【振り返り】
本プログラム「Selecting
Italy」は、イタリアの文化と技術を紹介し、日伊間の経済交流を促進することを目的として開催されました。日本とイタリアの関係を深めるタイムリーで先進的なプラットフォームを提供するとともに、同様の社会・経済的変化に直面する他国・地域にとっても示唆に富む内容となりました。
両国には多くの共通点があります。

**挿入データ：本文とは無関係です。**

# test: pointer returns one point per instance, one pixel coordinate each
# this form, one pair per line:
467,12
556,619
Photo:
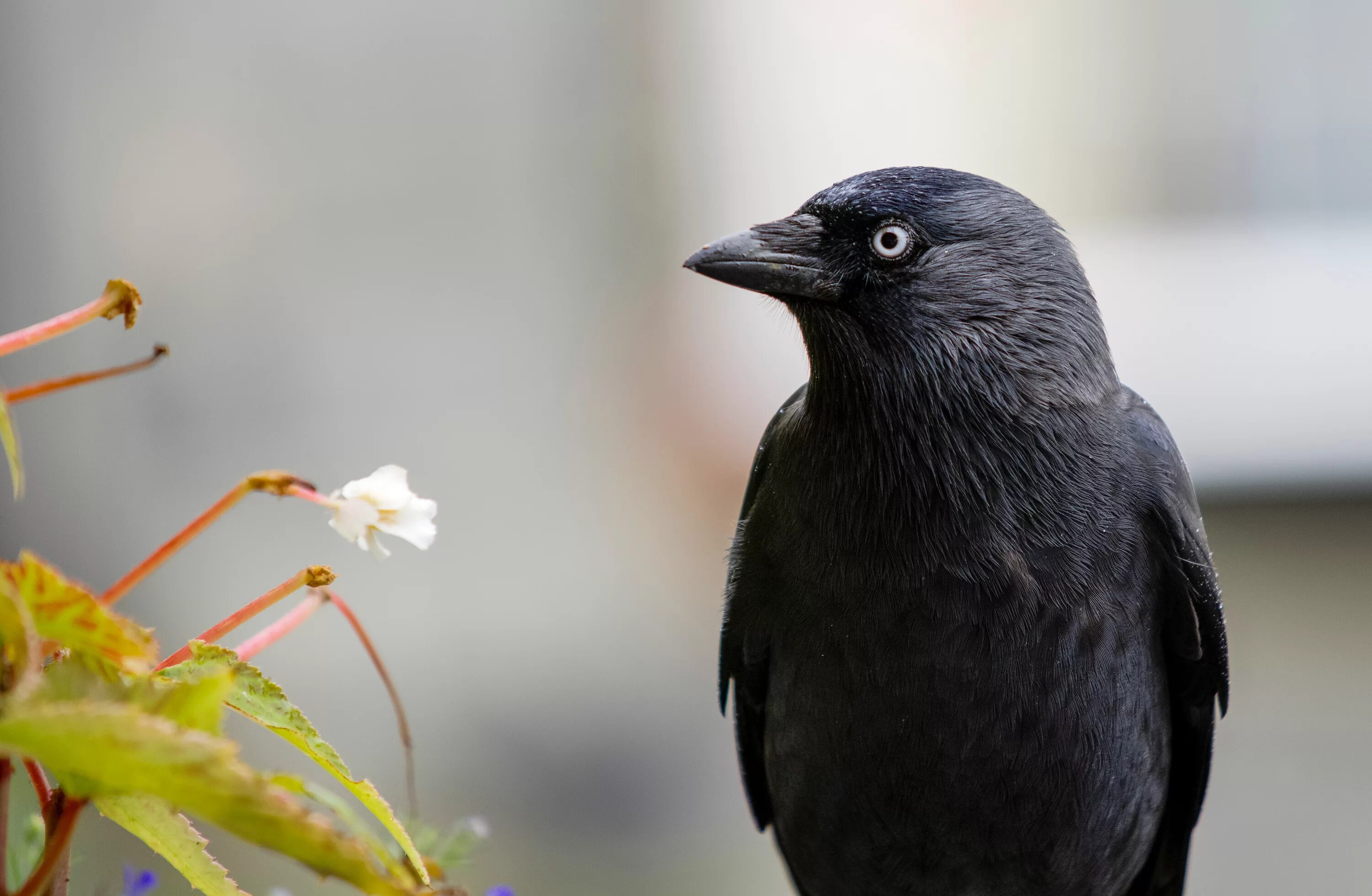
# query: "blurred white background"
449,236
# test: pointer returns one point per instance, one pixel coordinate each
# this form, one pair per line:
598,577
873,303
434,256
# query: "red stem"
315,577
411,787
272,481
282,628
118,297
55,850
46,387
40,785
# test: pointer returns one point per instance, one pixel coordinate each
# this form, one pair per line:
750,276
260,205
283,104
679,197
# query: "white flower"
383,503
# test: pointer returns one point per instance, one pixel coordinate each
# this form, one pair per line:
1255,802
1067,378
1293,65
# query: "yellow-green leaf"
263,700
195,703
171,836
114,750
20,648
345,814
68,617
10,439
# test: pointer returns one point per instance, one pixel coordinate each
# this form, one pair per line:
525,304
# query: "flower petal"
413,523
353,519
375,545
387,489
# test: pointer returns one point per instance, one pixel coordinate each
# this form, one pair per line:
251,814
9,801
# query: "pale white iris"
891,242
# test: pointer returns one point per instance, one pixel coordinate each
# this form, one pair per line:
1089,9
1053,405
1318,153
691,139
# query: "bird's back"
983,720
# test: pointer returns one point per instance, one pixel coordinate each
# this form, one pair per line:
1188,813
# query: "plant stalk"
46,387
313,577
271,481
118,298
401,720
62,822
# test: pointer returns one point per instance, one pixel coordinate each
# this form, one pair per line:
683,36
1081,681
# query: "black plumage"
972,621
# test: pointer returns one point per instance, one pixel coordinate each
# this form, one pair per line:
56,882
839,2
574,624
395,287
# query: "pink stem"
271,481
47,387
40,784
118,297
282,628
411,787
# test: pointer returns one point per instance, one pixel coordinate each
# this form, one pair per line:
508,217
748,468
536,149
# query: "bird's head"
932,279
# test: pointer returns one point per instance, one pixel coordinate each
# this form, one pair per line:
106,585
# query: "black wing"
745,663
1194,640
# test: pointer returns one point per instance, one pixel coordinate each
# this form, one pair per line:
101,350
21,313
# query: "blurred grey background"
448,236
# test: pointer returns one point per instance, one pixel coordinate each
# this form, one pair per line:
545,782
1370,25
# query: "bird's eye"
891,240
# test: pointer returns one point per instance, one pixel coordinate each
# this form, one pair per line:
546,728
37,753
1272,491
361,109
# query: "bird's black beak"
778,258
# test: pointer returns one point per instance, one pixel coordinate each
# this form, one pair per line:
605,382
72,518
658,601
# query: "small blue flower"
139,881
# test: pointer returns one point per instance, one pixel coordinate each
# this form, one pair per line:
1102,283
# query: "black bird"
972,621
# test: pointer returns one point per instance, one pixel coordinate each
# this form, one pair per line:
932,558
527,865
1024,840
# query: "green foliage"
264,702
171,836
103,750
448,850
10,439
25,850
80,695
65,615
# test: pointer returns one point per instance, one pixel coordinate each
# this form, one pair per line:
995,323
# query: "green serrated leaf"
25,851
117,750
10,439
263,700
195,704
345,814
450,848
20,647
68,617
171,836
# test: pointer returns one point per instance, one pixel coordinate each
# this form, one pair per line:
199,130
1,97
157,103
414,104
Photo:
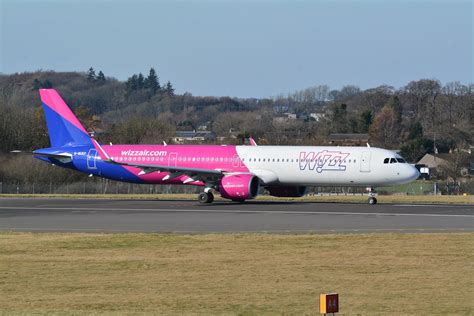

まず、文化的景観が非常に豊かで社会基盤に深く根ざしている一方、地域ごとに大きく異なる点が挙げられます。また、長い歴史を有し、職人技やイノベーション、品質へのこだわりへの情熱を共有しています。イタリアは、日本との結びつきを一層深め、国際投資の誘致を進め、すでにイタリアに進出している630社を超える日本企業に加えようとしています。
代表的な企業としては以下があります。
塩野義製薬 –
感染症分野に特化した世界でも数少ない企業の一つで、新型コロナウイルス対応の研究開発にも貢献。
フロイント産業株式会社 –
医薬品プラントの製造を手掛け、世界中の顧客に供給。
日立精密工業(NIDEC) –
自動車分野の世界的リーダーで、電動モーターの生産に注力。イタリア国内では15拠点で約2,000名の従業員を擁する。
特に フリウリ=ヴェネツィア・ジュリア州 と カラブリア州
は、日本企業の投資に適した地域です。戦略的に重要な港(トリエステ港・ジョイア・タウロ港)、税制優遇措置、地域の大学(カラブリア大学等)が育む研究・イノベーションの豊かなエコシステムといった利点があります。
日本とイタリアに共通する、ものづくりや技術・美意識の融合といった文化・産業的特性は、他国にとっても伝統と革新の両立という課題を考える上で有益な視座となりました。全体を通じて、人間中心で価値主導の国際協力の在り方が提示され、多文化共生や包摂性を重視するグローバルな連携モデルへの貢献が期待されます。
【会期後の取り組み】
本プログラムで取り上げられた、地域の多様性を尊重した包摂的イノベーションの視点や、制度と文化を横断する協働の在り方は、会期後も様々な分野で注目を集めています。とりわけ、日本とイタリアの地方自治体・大学・NPO等の間では、政策形成や人材育成に関する継続的な交流が生まれつつあります。
具体的には、イタリア側では、日本の地域づくりにおける官民連携や社会包摂の実践を参考に、若者・女性のエンパワーメントや伝統文化を活用した地域振興策の企画が始動。一方、日本側では、イタリアのPNRR(国家復興・レジリエンス計画)など、分野横断型の制度構築のあり方に関心が高まり、地方行政関係者や研究者を対象とした対話型セミナーが準備されています。
さらに今後は、両国の実務者間でのスタディーツアーやオンラインフォーラムの実施も検討されており、農村振興、文化産業、起業支援など、共通課題を軸とした協働の深化が期待されます。これらの動きは、第三国・他地域を巻き込んだ多国間連携の出発点ともなり得るものです。
「Selecting
Italy」は、制度・文化・人材を横断する対話を促進する場として、万博の理念を継承しながら、地域発の国際連携の新たな可能性を切り拓いていきます。